Muacevic et al compared 52 patients undergoing microsurgery plus WBRT to 56 patients having only radiosurgery.[5] No difference was noted in survival, local tumor control, or neurologic death rates at 1 year after treatment. Perioperative morbidity and mortality were similar. O’Neill et al compared 74 patients undergoing microsurgery to 23 patients having radiosurgery.[6] No difference was noted in 1-year survival; local control was significantly better for the radiosurgery patients.
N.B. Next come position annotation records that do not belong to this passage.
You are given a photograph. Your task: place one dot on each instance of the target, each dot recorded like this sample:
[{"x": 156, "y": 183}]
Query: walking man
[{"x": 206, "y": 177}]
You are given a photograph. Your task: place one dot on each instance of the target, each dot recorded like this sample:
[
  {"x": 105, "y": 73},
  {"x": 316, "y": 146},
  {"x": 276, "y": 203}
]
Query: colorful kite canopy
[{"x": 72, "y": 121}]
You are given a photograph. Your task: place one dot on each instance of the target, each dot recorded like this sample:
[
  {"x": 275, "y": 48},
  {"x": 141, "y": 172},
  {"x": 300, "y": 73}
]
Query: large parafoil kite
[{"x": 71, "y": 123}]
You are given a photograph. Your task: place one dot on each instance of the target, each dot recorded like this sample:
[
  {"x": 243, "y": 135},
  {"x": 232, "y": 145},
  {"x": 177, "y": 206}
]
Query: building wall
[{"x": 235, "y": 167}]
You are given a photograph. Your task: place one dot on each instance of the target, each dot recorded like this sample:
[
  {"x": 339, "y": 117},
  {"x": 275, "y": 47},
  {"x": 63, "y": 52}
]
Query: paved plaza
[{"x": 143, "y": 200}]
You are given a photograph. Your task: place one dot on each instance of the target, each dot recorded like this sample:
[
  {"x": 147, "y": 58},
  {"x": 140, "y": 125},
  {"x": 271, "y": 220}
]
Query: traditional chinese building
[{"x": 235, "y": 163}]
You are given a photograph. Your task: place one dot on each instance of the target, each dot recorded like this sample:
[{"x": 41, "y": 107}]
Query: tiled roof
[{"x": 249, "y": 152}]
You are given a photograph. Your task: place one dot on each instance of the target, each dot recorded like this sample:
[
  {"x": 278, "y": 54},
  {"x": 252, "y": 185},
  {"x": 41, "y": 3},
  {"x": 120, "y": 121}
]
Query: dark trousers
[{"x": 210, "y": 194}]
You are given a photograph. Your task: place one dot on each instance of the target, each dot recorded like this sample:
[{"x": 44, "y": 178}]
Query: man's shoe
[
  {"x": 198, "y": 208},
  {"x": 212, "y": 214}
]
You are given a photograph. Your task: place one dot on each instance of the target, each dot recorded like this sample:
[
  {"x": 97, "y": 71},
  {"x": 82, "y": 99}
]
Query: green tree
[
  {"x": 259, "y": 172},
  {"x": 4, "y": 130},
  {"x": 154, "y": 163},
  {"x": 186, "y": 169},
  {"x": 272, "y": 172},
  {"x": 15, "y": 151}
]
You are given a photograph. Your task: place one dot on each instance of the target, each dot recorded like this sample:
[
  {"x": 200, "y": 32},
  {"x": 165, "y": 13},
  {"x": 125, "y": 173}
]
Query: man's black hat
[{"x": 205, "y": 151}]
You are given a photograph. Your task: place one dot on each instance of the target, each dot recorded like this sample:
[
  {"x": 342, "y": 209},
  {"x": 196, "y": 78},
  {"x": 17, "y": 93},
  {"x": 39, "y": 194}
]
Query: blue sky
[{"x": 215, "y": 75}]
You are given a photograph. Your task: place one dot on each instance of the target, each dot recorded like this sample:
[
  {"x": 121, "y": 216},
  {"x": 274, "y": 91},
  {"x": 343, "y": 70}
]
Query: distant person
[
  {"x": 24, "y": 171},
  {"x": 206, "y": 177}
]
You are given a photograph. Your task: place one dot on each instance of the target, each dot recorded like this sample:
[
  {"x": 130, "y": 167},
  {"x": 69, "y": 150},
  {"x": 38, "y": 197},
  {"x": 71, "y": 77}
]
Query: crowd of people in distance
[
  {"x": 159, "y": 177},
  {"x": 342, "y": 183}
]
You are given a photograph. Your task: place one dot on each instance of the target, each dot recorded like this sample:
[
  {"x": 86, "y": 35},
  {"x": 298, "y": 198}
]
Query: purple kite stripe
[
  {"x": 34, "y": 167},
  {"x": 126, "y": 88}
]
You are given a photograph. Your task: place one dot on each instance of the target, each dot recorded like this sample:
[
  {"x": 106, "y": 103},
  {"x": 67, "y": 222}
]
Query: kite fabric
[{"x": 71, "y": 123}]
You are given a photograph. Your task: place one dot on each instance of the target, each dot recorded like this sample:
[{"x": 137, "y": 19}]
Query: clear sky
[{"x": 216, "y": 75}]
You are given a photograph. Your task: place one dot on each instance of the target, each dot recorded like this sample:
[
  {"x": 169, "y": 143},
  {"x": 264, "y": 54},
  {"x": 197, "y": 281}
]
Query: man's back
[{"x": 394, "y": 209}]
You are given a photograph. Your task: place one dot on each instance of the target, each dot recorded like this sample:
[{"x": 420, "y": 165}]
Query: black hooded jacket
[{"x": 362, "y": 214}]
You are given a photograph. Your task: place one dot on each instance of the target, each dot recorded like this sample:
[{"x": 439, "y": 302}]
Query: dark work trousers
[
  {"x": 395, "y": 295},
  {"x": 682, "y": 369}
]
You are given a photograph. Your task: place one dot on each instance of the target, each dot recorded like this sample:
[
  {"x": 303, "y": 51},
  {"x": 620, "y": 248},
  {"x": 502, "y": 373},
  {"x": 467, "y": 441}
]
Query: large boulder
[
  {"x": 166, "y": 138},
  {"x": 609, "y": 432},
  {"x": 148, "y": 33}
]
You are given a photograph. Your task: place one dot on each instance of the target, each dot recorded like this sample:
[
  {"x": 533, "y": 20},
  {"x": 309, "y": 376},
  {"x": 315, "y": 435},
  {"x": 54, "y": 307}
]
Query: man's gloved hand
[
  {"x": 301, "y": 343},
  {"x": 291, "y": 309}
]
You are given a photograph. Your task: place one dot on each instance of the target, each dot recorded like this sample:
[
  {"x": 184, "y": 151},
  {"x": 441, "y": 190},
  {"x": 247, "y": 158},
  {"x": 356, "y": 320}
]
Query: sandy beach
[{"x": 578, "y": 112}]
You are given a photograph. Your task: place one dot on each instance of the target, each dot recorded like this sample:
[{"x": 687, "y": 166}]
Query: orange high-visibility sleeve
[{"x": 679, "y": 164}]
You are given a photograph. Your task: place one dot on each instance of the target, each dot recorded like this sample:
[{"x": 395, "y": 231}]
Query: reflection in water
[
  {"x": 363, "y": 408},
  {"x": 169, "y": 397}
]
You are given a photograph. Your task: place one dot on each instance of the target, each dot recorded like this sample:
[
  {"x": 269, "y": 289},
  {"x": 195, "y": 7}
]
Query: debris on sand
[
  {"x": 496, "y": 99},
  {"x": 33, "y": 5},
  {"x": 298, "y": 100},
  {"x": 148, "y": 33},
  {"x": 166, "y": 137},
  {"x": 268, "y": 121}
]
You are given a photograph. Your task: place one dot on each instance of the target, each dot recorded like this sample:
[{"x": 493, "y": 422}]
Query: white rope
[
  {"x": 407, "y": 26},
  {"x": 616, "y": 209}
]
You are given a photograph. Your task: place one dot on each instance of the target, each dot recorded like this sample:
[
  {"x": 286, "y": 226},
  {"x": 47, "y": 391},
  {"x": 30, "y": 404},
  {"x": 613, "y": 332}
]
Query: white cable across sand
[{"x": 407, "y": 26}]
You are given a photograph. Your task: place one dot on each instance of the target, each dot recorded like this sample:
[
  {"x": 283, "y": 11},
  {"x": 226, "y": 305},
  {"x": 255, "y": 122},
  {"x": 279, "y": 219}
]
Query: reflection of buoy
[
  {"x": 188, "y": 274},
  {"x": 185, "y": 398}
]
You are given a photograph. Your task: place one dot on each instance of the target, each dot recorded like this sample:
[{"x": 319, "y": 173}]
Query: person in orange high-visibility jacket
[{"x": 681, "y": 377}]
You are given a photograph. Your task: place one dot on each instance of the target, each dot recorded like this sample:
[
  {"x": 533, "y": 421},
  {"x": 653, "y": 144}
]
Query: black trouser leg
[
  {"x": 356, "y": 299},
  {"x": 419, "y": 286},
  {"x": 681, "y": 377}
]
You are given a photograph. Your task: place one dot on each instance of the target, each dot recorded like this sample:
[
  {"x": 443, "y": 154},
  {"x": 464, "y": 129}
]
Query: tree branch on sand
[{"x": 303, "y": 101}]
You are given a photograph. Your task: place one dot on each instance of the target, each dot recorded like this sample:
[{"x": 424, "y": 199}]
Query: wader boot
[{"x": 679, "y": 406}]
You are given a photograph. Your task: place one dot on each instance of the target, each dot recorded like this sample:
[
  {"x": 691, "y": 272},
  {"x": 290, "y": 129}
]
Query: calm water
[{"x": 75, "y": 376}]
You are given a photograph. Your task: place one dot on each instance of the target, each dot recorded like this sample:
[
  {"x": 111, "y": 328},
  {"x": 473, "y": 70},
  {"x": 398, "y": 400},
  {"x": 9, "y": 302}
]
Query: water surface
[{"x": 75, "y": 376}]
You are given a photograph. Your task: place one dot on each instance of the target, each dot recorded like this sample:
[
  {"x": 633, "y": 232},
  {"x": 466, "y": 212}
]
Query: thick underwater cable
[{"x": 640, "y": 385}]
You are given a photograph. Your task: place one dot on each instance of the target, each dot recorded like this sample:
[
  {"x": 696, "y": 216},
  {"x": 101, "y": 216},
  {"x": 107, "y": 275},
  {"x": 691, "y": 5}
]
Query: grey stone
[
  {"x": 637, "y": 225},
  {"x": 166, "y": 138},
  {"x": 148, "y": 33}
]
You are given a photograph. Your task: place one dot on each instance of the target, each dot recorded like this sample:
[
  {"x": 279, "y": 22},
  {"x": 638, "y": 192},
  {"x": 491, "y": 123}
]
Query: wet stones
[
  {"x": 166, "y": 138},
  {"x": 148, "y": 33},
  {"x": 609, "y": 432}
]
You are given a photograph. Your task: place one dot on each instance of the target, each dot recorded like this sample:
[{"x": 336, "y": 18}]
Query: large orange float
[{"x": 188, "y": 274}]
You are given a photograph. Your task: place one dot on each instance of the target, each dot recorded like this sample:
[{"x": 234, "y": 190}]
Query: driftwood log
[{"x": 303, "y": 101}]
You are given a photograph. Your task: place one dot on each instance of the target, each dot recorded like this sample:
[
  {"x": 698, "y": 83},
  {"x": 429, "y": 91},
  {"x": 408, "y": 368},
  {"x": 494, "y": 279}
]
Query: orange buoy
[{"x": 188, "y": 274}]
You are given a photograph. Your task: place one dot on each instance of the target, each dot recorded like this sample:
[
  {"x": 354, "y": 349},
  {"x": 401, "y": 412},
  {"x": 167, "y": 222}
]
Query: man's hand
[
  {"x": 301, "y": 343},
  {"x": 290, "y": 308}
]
Unfortunately, the biases in these retrospective studies are substantial, and it is difficult to draw any firm conclusions regarding the best treatment for this heterogeneous patient population.

 

Conclusions

Although the prognosis for the majority of patients with brain metastases remains grim, early and aggressive intervention provides many patients with not only longer survival times, but also improved quality of life. Individualization of care is critical when deciding whether to proceed with tumor resection, stereotactic radiosurgery, or a combination of these techniques.

 

-Bruce E. Pollock, MD

Disclosures:

The author has no significant financial interest or other relationship with the manufacturers of any products.

References:

1. Gaspar L, Scott C, Rotman M, et al: Recursive partitioning analysis (RPA) of prognostic factors in three Radiation Therapy Oncology Group (RTOG) brain metastasis trials. Int J Radiat Oncol Biol Phys 37:745-751, 1997.

2. Pollock BE, Brown PD, Foote RL, et al: Properly selected patients with multiple brain metastases may benefit from aggressive treatment of their intracranial disease. J Neuro-Oncol 61:73-80, 2003.

3. Sneed PK, Lamborn KR, Forstner JM, et al: Radiosurgery for brain metastases: Is whole brain radiotherapy necessary? Int J Radiat Oncol Biol Phys 43:549-558, 1999.

4. Blindal AK, Blindal RK, Hess KR, et al: Surgery versus radiosurgery in the treatment of brain metastasis. J Neurosurg 84:748-754, 1996.

5. MuacevicA, Kreth FW, Horstmann GA, et al: Surgery and radiotherapy compared to gamma knife radiosurgery in the treatment of solitary cerebral metastases of small diameter. J Neurosurg 91:35-43, 1999.

6. O’Neill BP, Iturria NJ, Link MJ, et al: A comparison of surgical resection and stereotactic radiosurgery in the treatment of solitary brain metastases. Int J Radiat Oncol Biol Phys 55:1169-1176, 2003.

7. Kondziolka D, Patel A, Lunsford LD, et al: Stereotactic radiosurgery plus whole brain radiotherapy versus radiotherapy alone for patients with multiple brain metastases. Int J Radiat Oncol Biol Phys 45:427-434, 1999.

8. Andrews DW, Scott CB, Sperduto PW, et al: Whole brain radiation therapy with or without stereotactic radiosurgery boost for patients with one to three brain metastases: Phase III results of the RTOG 9508 randomised trial. Lancet 363:1665-1672, 2004.